Armed with a single bucket, Amy Gueye tries to scoop out the waters that have overtaken her completely flooded home. Like many others in Wakhinane Nimzatt, in the suburbs of Dakar, the Senegalese capital, she had hoped for a lull in the rain to get rid of the water. But her efforts come to nothing as, unusually, persistent and recurrent rains continue to deluge her neighbourhood and many regions across the Sahel, causing huge losses for thousands of families.

Resigned and powerless, Gueye thinks for the first time about ​​leaving the house in which she was born.

"It is very difficult to live with all the water. I am completely exhausted and I lost almost all my possessions," she says.

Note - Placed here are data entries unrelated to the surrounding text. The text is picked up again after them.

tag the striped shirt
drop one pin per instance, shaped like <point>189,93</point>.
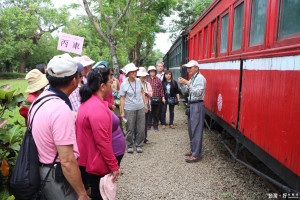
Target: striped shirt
<point>156,86</point>
<point>196,89</point>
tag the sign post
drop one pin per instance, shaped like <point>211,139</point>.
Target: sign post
<point>70,43</point>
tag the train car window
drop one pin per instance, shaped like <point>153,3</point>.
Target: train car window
<point>224,33</point>
<point>289,18</point>
<point>200,45</point>
<point>238,27</point>
<point>206,41</point>
<point>258,21</point>
<point>214,38</point>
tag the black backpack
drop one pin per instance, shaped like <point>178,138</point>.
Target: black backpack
<point>25,182</point>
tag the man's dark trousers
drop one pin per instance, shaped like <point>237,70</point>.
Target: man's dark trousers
<point>196,123</point>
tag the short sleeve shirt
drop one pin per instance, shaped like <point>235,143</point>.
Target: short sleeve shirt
<point>132,91</point>
<point>53,124</point>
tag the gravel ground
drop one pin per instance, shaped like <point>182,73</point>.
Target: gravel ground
<point>161,172</point>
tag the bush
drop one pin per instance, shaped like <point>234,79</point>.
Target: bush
<point>11,134</point>
<point>12,75</point>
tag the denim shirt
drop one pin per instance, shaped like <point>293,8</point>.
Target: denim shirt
<point>197,88</point>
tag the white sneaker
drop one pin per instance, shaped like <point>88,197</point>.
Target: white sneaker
<point>130,150</point>
<point>139,150</point>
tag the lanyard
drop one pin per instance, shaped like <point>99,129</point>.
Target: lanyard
<point>132,88</point>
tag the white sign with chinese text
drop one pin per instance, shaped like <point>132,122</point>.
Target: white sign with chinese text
<point>70,43</point>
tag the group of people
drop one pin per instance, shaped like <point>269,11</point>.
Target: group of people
<point>144,97</point>
<point>78,118</point>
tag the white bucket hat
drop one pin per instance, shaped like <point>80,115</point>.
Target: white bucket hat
<point>142,72</point>
<point>36,81</point>
<point>62,65</point>
<point>130,68</point>
<point>192,63</point>
<point>151,68</point>
<point>86,61</point>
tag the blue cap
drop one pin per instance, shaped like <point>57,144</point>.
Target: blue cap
<point>98,64</point>
<point>80,67</point>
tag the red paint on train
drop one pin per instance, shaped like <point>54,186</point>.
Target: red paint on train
<point>222,93</point>
<point>269,102</point>
<point>269,114</point>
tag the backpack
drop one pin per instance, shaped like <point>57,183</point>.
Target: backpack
<point>25,182</point>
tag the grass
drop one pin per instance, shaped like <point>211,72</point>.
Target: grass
<point>12,75</point>
<point>19,85</point>
<point>16,84</point>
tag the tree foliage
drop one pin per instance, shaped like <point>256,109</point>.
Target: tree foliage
<point>143,20</point>
<point>23,23</point>
<point>188,11</point>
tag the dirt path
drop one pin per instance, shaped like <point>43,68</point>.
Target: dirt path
<point>161,172</point>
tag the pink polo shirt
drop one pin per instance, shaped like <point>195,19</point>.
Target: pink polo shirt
<point>53,125</point>
<point>94,137</point>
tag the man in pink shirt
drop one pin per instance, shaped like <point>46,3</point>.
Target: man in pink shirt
<point>53,130</point>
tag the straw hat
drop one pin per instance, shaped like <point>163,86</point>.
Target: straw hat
<point>100,64</point>
<point>130,68</point>
<point>86,61</point>
<point>142,72</point>
<point>36,81</point>
<point>192,63</point>
<point>151,68</point>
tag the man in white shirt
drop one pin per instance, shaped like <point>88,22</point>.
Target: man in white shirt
<point>160,70</point>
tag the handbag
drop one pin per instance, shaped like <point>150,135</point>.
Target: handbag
<point>155,100</point>
<point>172,100</point>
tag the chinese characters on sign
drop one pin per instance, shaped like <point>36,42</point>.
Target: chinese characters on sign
<point>70,43</point>
<point>284,195</point>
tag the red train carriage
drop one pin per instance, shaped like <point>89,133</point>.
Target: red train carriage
<point>249,53</point>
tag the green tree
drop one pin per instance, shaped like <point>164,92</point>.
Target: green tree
<point>153,57</point>
<point>188,11</point>
<point>23,23</point>
<point>110,13</point>
<point>143,20</point>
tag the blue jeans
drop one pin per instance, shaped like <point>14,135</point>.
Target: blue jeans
<point>164,111</point>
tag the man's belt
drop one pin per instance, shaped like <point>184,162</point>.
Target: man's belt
<point>198,101</point>
<point>46,165</point>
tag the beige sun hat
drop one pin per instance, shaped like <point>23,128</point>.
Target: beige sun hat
<point>142,72</point>
<point>36,81</point>
<point>130,68</point>
<point>151,68</point>
<point>192,63</point>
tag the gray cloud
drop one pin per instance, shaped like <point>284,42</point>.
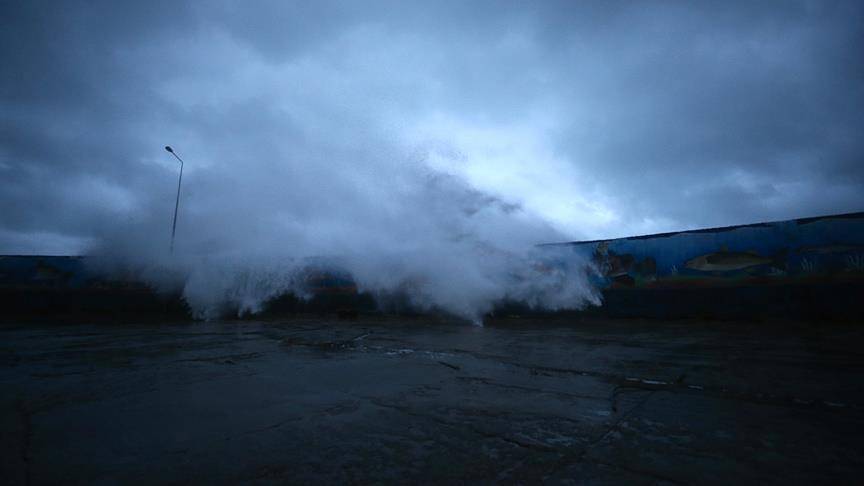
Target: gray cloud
<point>581,119</point>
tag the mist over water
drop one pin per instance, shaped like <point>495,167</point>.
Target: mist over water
<point>249,227</point>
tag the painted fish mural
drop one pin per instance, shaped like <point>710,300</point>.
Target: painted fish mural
<point>725,261</point>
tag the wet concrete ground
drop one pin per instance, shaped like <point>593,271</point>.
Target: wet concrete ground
<point>397,401</point>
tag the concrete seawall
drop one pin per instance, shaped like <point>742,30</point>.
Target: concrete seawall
<point>811,268</point>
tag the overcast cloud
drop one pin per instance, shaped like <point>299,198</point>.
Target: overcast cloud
<point>603,118</point>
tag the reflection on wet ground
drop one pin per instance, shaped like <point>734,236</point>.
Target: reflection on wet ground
<point>415,400</point>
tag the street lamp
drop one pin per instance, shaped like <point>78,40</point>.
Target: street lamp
<point>177,203</point>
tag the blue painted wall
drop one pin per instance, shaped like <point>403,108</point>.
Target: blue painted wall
<point>827,249</point>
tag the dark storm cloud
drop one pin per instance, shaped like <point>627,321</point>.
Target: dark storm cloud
<point>605,118</point>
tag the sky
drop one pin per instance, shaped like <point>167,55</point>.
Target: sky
<point>604,119</point>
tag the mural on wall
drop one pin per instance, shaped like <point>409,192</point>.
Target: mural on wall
<point>811,250</point>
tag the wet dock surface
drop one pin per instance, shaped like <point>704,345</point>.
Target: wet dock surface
<point>411,400</point>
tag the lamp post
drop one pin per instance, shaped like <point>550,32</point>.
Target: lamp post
<point>176,203</point>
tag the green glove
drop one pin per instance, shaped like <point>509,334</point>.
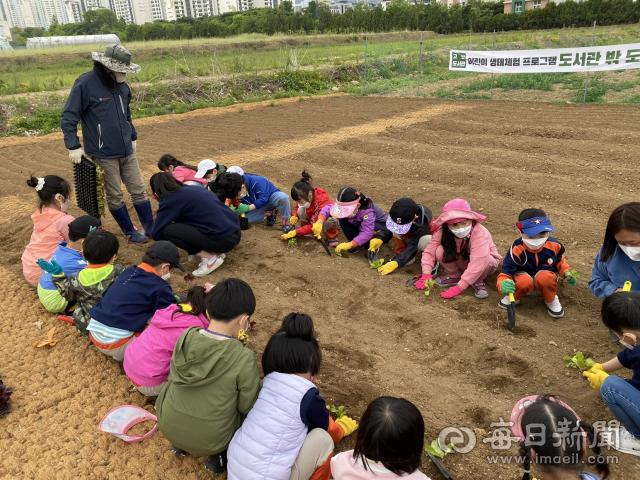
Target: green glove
<point>572,280</point>
<point>508,286</point>
<point>242,208</point>
<point>50,267</point>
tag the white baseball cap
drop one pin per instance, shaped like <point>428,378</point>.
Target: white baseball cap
<point>204,166</point>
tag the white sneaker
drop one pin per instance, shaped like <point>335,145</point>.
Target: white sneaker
<point>208,265</point>
<point>505,302</point>
<point>555,309</point>
<point>623,441</point>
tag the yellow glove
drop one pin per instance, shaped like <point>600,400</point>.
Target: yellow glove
<point>343,247</point>
<point>349,425</point>
<point>317,228</point>
<point>375,244</point>
<point>387,268</point>
<point>595,377</point>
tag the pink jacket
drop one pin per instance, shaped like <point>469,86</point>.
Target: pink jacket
<point>345,467</point>
<point>147,358</point>
<point>482,251</point>
<point>50,227</point>
<point>184,174</point>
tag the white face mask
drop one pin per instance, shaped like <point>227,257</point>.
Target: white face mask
<point>632,252</point>
<point>461,232</point>
<point>534,243</point>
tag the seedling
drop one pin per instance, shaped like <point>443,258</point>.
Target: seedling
<point>435,449</point>
<point>430,284</point>
<point>339,411</point>
<point>377,264</point>
<point>578,361</point>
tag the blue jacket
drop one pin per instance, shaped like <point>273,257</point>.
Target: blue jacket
<point>607,277</point>
<point>69,259</point>
<point>259,190</point>
<point>199,208</point>
<point>132,300</point>
<point>107,129</point>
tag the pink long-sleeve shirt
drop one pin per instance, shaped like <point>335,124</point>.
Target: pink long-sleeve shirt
<point>482,251</point>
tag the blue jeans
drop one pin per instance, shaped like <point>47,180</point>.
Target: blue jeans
<point>623,399</point>
<point>279,200</point>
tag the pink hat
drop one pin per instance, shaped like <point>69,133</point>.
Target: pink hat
<point>458,210</point>
<point>518,412</point>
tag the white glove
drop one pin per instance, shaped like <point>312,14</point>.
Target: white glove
<point>76,155</point>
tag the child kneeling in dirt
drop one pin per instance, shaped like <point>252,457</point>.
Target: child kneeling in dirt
<point>50,223</point>
<point>621,314</point>
<point>464,248</point>
<point>259,198</point>
<point>289,431</point>
<point>69,256</point>
<point>389,445</point>
<point>534,261</point>
<point>88,286</point>
<point>133,299</point>
<point>360,219</point>
<point>409,225</point>
<point>310,201</point>
<point>147,358</point>
<point>541,424</point>
<point>214,381</point>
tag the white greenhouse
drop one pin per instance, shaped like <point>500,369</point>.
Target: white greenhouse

Since August, severe floods have been reported in many countries across the Sahel, particularly in Burkina Faso, Chad, Gambia, Guinea, Mali, Mauritania, Niger and Senegal. According to assessments conducted by authorities and Red Cross Red Crescent National Societies, more than 300,000 people have been affected. Houses, roads, public infrastructure, food reserves and crops have all been lost.

As flooding continues, fears are growing about the impact on the upcoming harvest, particularly in Niger where thousands of hectares of farmland have been swept away.

“The damage to crops and the widespread destruction of grain stores in Niger have left many communities facing an uncertain future,” says Naziha Moussaoui, food security delegate at the International Federation of Red Cross and Red Crescent Societies in Dakar.

The situation is considered just as serious in many other countries even though the extent of damage varies from one region to another.

“An estimated 11.3 million people remain severely food insecure across the Sahel and what is extremely worrisome is that some regions in some countries hardest hit by the flooding are those which were also affected by the food crisis in 2012,” says Moussaoui. “We are extremely concerned about what could be a long period of food insecurity for some vulnerable families.”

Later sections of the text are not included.